Now we will train the Inclusive classifier, a combination of the Particle-sequence classifier with the High Level Features.

To run this notebook we used the following configuration:
* *Software stack*: LCG 94 (it has spark 2.3.1)
* *Platform*: centos7-gcc7
* *Spark cluster*: Hadalytic

In [1]:
# Check if Spark Session has been created correctly
spark

In [2]:
# Add the BDL zip file
# sc.addPyFile("/eos/project/s/swan/public/BigDL/bigdl-0.7.0-python-api.zip")

## Load train and test dataset

In [3]:
PATH = "file:///data/cern/"

trainDF = spark.read.format('parquet')\
        .load(PATH + 'trainUndersampled.parquet')\
        .select(['GRU_input', 'HLF_input', 'encoded_label'])
        
testDF = spark.read.format('parquet')\
        .load(PATH + 'testUndersampled.parquet')\
        .select(['GRU_input', 'HLF_input', 'encoded_label'])

In [4]:
trainDF.printSchema()

root
 |-- GRU_input: array (nullable = true)
 |    |-- element: array (containsNull = true)
 |    |    |-- element: double (containsNull = true)
 |-- HLF_input: vector (nullable = true)
 |-- encoded_label: vector (nullable = true)



## Create the model

In [5]:
# Init analytics zoo
from zoo.common.nncontext import *
sc = init_nncontext("inclusive classifier")

In [6]:
from zoo.pipeline.api.keras.optimizers import Adam
from zoo.pipeline.api.keras.models import Sequential
from zoo.pipeline.api.keras.layers.core import *
from zoo.pipeline.api.keras.layers.torch import Select
from zoo.pipeline.api.keras.layers.normalization import BatchNormalization
from zoo.pipeline.api.keras.layers.recurrent import GRU
from zoo.pipeline.api.keras.engine.topology import Merge

## GRU branch
gruBranch = Sequential() \
            .add(Masking(0.0, input_shape=(801, 19))) \
            .add(GRU(
                output_dim=50,
                return_sequences=True,
                activation='tanh'
            )) \
            .add(Select(1, -1))

## HLF branch
hlfBranch = Sequential() \
            .add(Dropout(0.0, input_shape=(14,)))

## Concatenate the branches
branches = Merge(layers=[gruBranch, hlfBranch], mode='concat')

## Create the model
model = Sequential() \
        .add(branches) \
        .add(BatchNormalization()) \
        .add(Dense(3, activation='softmax'))

creating: createZooKerasSequential
creating: createZooKerasMasking
creating: createZooKerasGRU
creating: createZooKerasSelect
creating: createZooKerasSequential
creating: createZooKerasDropout
creating: createZooKerasMerge
creating: createZooKerasSequential
creating: createZooKerasBatchNormalization
creating: createZooKerasDense


## Create train and valiation RDD

We need to create an RDD of `Sample`, a tuple of the form (`features`, `label`).
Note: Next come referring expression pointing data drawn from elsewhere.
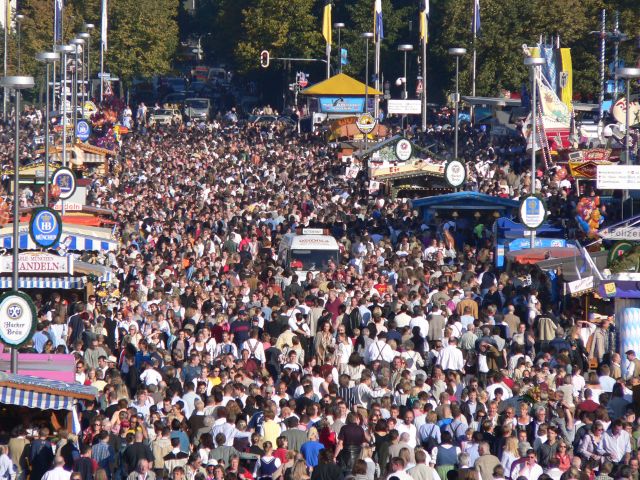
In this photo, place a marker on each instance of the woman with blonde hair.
(299, 471)
(310, 449)
(373, 469)
(509, 454)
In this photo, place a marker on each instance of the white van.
(310, 252)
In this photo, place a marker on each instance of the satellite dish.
(617, 131)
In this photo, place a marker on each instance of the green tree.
(143, 37)
(284, 27)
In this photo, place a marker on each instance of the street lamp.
(89, 28)
(457, 52)
(48, 58)
(19, 19)
(85, 36)
(339, 26)
(534, 63)
(77, 44)
(64, 50)
(17, 83)
(628, 73)
(404, 48)
(367, 36)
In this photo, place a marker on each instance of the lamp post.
(17, 83)
(628, 73)
(339, 26)
(534, 63)
(457, 52)
(77, 44)
(89, 28)
(404, 48)
(367, 36)
(86, 37)
(19, 18)
(64, 50)
(48, 58)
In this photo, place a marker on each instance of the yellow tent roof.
(337, 85)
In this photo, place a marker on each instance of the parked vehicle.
(197, 108)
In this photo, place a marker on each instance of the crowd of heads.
(409, 355)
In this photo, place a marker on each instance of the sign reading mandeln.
(17, 319)
(618, 177)
(404, 107)
(32, 262)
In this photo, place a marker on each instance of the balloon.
(561, 173)
(54, 192)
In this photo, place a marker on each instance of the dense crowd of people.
(411, 357)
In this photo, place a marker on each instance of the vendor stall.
(27, 399)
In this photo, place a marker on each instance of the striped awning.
(73, 242)
(62, 283)
(34, 392)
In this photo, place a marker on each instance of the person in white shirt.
(529, 468)
(403, 318)
(57, 472)
(150, 376)
(409, 428)
(7, 470)
(419, 321)
(450, 357)
(254, 347)
(617, 442)
(363, 394)
(379, 350)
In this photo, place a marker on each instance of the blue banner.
(57, 20)
(341, 104)
(344, 59)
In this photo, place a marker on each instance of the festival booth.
(342, 97)
(510, 236)
(466, 203)
(58, 366)
(394, 167)
(29, 399)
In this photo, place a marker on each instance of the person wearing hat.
(633, 365)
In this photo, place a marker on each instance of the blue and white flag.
(104, 25)
(378, 27)
(476, 18)
(58, 10)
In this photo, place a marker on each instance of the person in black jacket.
(327, 469)
(41, 455)
(135, 452)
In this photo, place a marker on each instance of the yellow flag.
(326, 22)
(424, 21)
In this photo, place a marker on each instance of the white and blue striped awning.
(73, 242)
(62, 283)
(41, 393)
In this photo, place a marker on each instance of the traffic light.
(264, 58)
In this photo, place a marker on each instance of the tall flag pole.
(326, 32)
(424, 38)
(379, 35)
(103, 44)
(476, 32)
(7, 25)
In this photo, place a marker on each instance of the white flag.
(103, 31)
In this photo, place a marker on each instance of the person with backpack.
(254, 346)
(429, 432)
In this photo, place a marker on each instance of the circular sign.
(17, 319)
(83, 130)
(404, 149)
(66, 180)
(45, 227)
(533, 211)
(366, 123)
(455, 173)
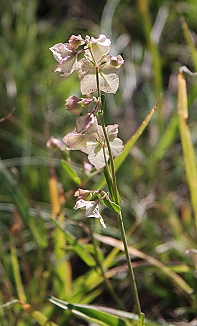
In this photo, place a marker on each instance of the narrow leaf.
(71, 172)
(118, 161)
(188, 149)
(100, 317)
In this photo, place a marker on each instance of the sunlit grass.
(46, 249)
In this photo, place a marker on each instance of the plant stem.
(120, 220)
(112, 177)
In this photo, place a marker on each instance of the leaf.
(90, 313)
(108, 80)
(186, 141)
(118, 161)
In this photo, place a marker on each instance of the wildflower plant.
(97, 71)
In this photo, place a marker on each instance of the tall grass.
(47, 252)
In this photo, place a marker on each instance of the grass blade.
(7, 182)
(187, 146)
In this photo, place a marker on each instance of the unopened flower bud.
(116, 61)
(74, 105)
(54, 143)
(83, 194)
(75, 41)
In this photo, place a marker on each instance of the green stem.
(112, 177)
(120, 219)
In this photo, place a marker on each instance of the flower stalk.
(97, 73)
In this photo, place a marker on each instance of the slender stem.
(117, 201)
(112, 176)
(103, 274)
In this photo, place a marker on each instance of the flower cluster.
(97, 72)
(96, 55)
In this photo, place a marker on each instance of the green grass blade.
(7, 182)
(187, 146)
(71, 172)
(179, 281)
(189, 41)
(16, 273)
(90, 314)
(77, 247)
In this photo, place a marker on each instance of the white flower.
(100, 47)
(91, 209)
(67, 58)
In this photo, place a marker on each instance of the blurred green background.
(153, 40)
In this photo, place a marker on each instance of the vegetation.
(51, 256)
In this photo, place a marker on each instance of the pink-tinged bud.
(116, 61)
(83, 194)
(67, 58)
(74, 105)
(75, 41)
(86, 124)
(54, 143)
(100, 47)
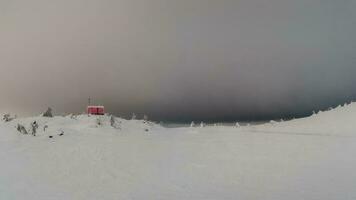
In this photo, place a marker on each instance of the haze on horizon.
(178, 59)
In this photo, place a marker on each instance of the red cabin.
(95, 110)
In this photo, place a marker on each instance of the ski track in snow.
(311, 158)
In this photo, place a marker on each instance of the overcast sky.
(178, 59)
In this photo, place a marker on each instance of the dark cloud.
(178, 59)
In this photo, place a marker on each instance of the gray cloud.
(178, 60)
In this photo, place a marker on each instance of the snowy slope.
(311, 158)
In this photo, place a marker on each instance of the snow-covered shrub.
(7, 117)
(99, 122)
(145, 117)
(21, 129)
(34, 127)
(48, 113)
(114, 123)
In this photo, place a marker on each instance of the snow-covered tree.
(48, 113)
(21, 129)
(6, 117)
(99, 122)
(34, 127)
(237, 124)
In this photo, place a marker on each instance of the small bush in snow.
(45, 127)
(99, 122)
(21, 129)
(7, 118)
(48, 113)
(34, 127)
(114, 123)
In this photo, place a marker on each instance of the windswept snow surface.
(311, 158)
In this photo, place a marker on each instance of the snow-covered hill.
(310, 158)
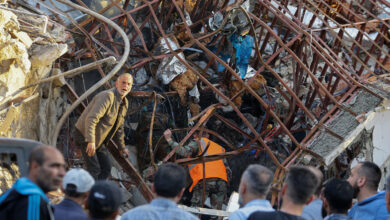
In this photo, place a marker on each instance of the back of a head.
(388, 183)
(169, 180)
(339, 194)
(104, 199)
(301, 183)
(372, 173)
(258, 179)
(320, 178)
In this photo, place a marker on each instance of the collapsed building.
(274, 82)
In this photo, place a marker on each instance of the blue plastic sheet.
(243, 46)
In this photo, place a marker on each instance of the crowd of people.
(303, 196)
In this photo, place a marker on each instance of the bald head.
(46, 167)
(124, 83)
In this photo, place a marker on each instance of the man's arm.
(99, 107)
(119, 138)
(101, 103)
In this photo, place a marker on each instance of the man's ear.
(310, 199)
(361, 181)
(113, 216)
(243, 188)
(284, 189)
(181, 193)
(86, 204)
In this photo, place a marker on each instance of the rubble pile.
(274, 82)
(30, 44)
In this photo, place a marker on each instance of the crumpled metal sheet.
(170, 67)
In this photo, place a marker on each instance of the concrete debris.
(43, 55)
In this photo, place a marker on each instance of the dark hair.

The two elements of this touple should be `numpy arrays`. 

In [7]:
from bigdl.util.common import Sample
import numpy as np

trainRDD = trainDF.rdd.map(lambda row: Sample.from_ndarray(
    [np.array(row.GRU_input), np.array(row.HLF_input)],
    np.array(row.encoded_label)
))

testRDD = testDF.rdd.map(lambda row: Sample.from_ndarray(
    [np.array(row.GRU_input), np.array(row.HLF_input)],
    np.array(row.encoded_label)
))

In [8]:
# Let's have a look at one element of trainRDD
trainRDD.take(1)

[Sample: features: [JTensor: storage: [ 4.4452043  -1.4459659   0.12834984 ...  0.         28.284271
  -2.0649471 ], shape: [801  19], float, JTensor: storage: [0.01069611 0.03581727 0.6577833  0.00202169 0.07692308 0.
  0.00600872 0.6999402  0.29771337 0.76114357 0.         0.
  0.         0.        ], shape: [14], float], labels: [JTensor: storage: [1. 0. 0.], shape: [3], float]]
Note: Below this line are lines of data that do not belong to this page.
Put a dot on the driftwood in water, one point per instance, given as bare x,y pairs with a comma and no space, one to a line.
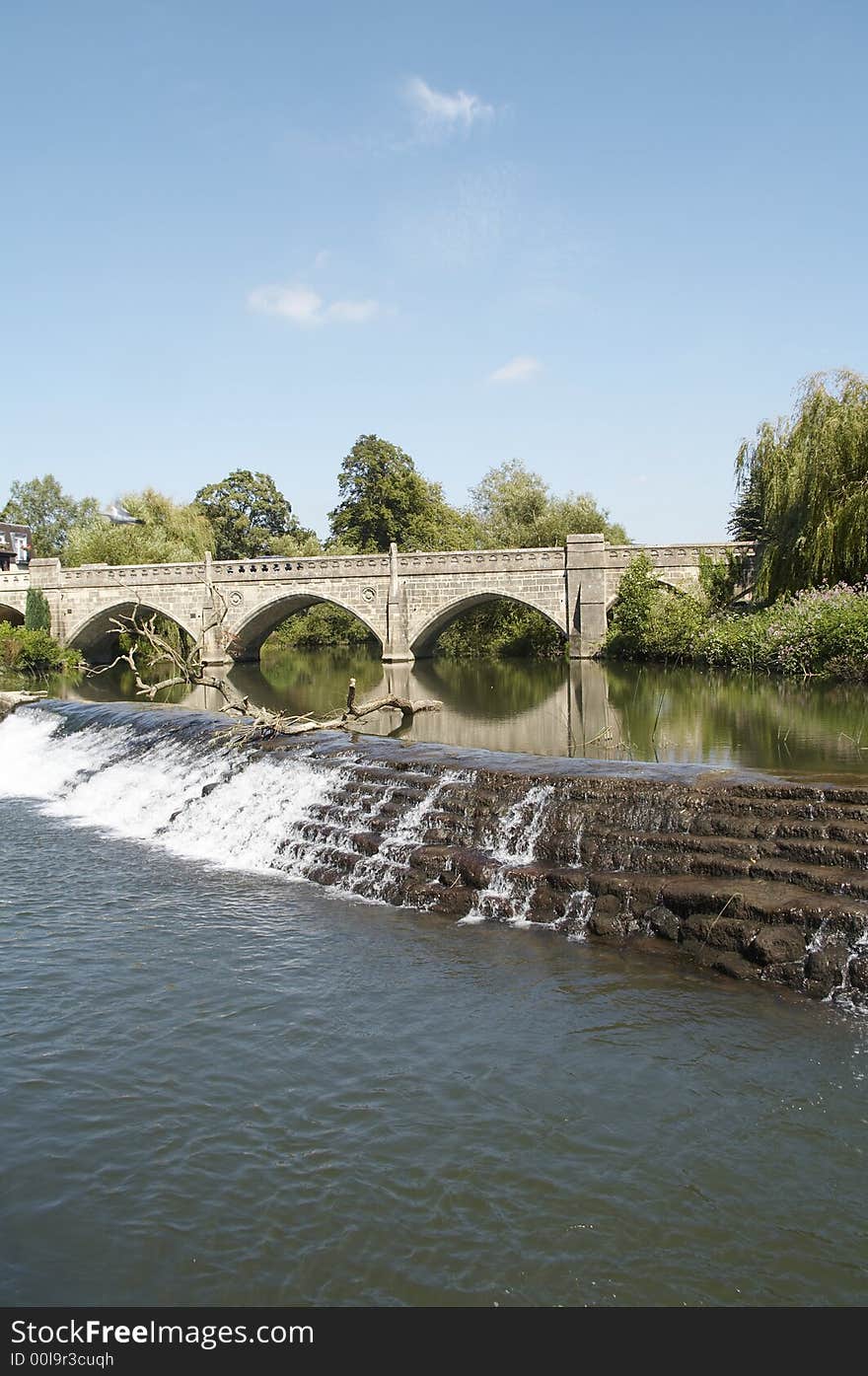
187,669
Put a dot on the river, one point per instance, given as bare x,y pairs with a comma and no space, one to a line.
225,1084
581,709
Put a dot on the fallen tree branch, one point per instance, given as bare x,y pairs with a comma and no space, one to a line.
185,668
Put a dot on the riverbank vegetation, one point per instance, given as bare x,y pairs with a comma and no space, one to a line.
815,632
34,651
802,497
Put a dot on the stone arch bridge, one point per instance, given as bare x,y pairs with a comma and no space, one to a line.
404,600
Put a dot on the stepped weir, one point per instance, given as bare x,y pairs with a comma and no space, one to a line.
745,874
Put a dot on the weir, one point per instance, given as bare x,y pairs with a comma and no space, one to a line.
749,875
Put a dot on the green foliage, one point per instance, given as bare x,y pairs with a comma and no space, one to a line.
248,514
720,578
32,651
37,613
822,630
386,498
48,511
515,509
501,627
804,487
633,612
171,534
321,625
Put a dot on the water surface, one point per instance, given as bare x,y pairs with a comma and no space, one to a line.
582,709
227,1086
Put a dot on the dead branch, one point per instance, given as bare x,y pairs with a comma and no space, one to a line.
185,668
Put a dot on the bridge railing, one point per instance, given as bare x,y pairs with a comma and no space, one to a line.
311,566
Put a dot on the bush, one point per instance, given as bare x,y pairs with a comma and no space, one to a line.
37,613
34,651
823,630
501,629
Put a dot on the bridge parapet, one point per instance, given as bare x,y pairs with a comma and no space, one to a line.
622,554
404,600
313,566
13,582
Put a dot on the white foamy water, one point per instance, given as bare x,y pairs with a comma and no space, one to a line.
152,791
513,845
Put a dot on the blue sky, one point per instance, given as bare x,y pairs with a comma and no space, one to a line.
603,239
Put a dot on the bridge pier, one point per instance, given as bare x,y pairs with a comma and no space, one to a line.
586,595
397,645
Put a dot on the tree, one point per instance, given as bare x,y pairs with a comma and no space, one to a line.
515,509
802,487
386,498
37,613
48,511
248,514
171,534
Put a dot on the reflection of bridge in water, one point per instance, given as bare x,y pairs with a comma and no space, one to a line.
403,600
567,713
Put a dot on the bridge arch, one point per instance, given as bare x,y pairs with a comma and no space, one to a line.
665,584
97,637
11,614
422,641
248,638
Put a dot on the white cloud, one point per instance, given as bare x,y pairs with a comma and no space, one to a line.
436,111
518,370
303,306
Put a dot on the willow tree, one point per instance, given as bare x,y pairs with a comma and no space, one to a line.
804,487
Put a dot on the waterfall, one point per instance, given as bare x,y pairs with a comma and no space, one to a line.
747,875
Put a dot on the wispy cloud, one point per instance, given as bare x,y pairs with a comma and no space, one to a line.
518,370
303,306
438,111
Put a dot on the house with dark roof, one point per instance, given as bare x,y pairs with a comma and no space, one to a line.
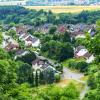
11,46
42,64
82,52
20,53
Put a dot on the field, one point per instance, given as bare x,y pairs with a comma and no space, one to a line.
65,9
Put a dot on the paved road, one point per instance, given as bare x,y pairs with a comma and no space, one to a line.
68,74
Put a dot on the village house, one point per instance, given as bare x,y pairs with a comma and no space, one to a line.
20,53
9,43
42,64
25,36
82,52
11,46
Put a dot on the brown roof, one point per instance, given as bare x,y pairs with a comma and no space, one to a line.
87,55
31,39
11,46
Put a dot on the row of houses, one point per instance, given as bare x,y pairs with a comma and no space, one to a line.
77,30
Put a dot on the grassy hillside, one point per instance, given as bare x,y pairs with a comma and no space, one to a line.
65,9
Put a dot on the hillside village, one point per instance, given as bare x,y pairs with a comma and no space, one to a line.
29,41
48,56
49,2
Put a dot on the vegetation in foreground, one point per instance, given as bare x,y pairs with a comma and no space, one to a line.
65,9
16,80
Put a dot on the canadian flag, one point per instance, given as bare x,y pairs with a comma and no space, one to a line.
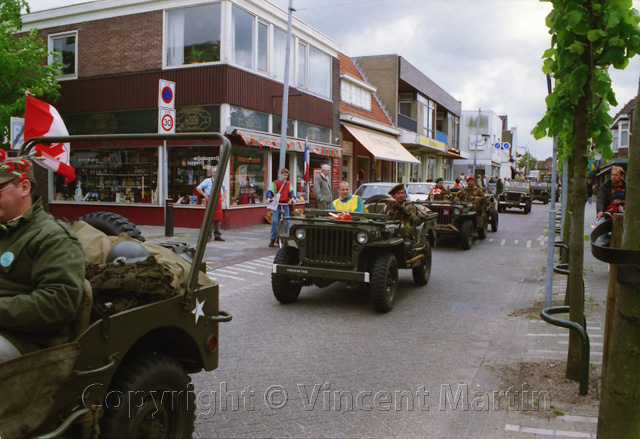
41,119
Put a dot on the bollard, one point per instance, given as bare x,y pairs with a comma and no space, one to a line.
168,218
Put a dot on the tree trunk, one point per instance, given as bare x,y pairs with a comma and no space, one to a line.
619,415
575,285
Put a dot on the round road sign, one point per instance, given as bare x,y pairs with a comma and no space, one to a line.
167,122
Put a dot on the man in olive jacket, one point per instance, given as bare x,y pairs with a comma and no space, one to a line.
41,271
322,188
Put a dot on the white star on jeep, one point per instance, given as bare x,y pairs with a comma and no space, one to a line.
198,310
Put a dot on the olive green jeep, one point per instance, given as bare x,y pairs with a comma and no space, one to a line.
365,249
461,220
125,372
541,191
516,194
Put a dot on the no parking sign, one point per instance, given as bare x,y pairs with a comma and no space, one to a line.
167,94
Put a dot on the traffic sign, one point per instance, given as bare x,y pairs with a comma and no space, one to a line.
167,94
166,121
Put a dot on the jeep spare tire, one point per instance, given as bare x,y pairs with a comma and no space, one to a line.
384,281
112,224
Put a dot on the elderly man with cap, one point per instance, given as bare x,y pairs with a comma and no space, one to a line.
439,192
473,194
41,268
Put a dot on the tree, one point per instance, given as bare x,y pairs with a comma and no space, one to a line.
23,60
588,36
619,415
527,161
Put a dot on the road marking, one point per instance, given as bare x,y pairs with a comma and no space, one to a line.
215,274
245,270
544,431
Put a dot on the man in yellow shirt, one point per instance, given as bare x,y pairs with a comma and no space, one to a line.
347,202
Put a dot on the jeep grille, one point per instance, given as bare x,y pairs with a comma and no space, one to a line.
513,196
444,213
330,245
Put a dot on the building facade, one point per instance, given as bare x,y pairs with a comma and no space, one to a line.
428,116
227,59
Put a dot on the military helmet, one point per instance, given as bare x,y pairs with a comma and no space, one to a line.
127,252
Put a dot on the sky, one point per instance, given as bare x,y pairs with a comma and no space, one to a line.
485,53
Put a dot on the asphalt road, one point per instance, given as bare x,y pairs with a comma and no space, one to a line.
328,365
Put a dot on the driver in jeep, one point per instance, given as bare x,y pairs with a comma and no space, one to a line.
474,194
41,269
We can see that `Sample.feature` is  now composed by the list of 801 particles with 19 features each (`shape=[801 19]`) plus the HLF (`shape=[14]`) and the encoded label (`shape=[3]`).
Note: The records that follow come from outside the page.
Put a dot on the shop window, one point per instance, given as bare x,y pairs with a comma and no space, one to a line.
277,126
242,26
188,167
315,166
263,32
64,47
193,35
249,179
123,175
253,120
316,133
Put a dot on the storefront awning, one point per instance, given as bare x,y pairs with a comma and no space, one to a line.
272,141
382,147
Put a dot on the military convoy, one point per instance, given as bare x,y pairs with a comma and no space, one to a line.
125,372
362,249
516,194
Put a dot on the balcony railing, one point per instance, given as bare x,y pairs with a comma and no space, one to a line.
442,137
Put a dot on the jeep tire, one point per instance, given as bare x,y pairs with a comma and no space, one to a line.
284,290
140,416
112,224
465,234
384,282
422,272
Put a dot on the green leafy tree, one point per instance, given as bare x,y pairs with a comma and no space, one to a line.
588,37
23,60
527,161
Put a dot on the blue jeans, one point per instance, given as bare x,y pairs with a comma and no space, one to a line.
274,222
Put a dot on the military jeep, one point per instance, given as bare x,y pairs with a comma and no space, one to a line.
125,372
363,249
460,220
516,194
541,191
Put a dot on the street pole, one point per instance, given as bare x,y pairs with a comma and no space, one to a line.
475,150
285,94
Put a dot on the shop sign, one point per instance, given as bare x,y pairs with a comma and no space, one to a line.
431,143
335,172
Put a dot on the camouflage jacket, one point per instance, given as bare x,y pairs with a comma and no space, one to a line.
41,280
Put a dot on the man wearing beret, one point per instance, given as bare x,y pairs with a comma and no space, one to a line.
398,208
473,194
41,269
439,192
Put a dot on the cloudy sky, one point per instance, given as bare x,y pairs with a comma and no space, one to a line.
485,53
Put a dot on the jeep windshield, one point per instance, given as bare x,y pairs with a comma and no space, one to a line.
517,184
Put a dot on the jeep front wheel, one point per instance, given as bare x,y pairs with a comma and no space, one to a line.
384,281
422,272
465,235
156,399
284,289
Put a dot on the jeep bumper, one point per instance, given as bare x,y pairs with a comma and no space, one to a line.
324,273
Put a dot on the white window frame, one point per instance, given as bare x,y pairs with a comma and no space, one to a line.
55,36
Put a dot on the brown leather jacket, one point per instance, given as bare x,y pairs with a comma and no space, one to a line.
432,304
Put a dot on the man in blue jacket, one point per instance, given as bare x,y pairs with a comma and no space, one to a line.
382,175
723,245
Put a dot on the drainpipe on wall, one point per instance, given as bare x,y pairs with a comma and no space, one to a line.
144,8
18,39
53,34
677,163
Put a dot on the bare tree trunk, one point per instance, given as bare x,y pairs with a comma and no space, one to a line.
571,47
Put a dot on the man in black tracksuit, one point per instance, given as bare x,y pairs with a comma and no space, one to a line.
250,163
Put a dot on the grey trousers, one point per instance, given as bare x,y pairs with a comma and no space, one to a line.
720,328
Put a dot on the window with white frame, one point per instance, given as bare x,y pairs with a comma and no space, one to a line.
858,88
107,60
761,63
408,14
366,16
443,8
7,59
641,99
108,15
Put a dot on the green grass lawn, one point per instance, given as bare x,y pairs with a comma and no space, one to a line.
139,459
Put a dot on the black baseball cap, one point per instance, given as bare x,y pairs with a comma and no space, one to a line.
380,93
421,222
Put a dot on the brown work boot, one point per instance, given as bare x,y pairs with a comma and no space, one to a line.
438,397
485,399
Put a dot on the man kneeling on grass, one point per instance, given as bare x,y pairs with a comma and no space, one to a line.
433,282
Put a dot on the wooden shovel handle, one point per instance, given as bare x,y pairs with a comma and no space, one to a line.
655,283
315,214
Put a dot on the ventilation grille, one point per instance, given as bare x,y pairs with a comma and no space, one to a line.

## Optimizer setup and training

In [9]:
# Set of hyperparameters
numEpochs = 50

# The batch used by BDL must be a multiple of numExecutors * executorCores
# Because data will be equally distibuted inside each executor

workerBatch = 64
# numExecutors = int(sc._conf.get('spark.executor.instances'))
numExecutors = 1
# executorCores = int(sc._conf.get('spark.executor.cores'))
executorCores = 4

BDLbatch = workerBatch * numExecutors * executorCores

In [11]:
from bigdl.optim.optimizer import *
from bigdl.nn.criterion import CategoricalCrossEntropy

model.compile(optimizer='adam', loss=CategoricalCrossEntropy(), metrics=[Loss(CategoricalCrossEntropy())])

creating: createCategoricalCrossEntropy
creating: createCategoricalCrossEntropy
creating: createLoss
creating: createAdam


Let's define a directory to store logs (i.e. train and validation losses) and save models

In [26]:
# name of our application
appName = "InclusiveClassifier"

# Change it! 
logDir = "/data/cern/ZOOlogs"

# Check if there is already an application with the same name 
# and remove it, otherwise logs will be appended to that app
import os
try:
    os.system('rm -rf '+logDir+'/'+appName)
except:
    pass

print("Saving logs to {}".format(logDir+'/'+appName))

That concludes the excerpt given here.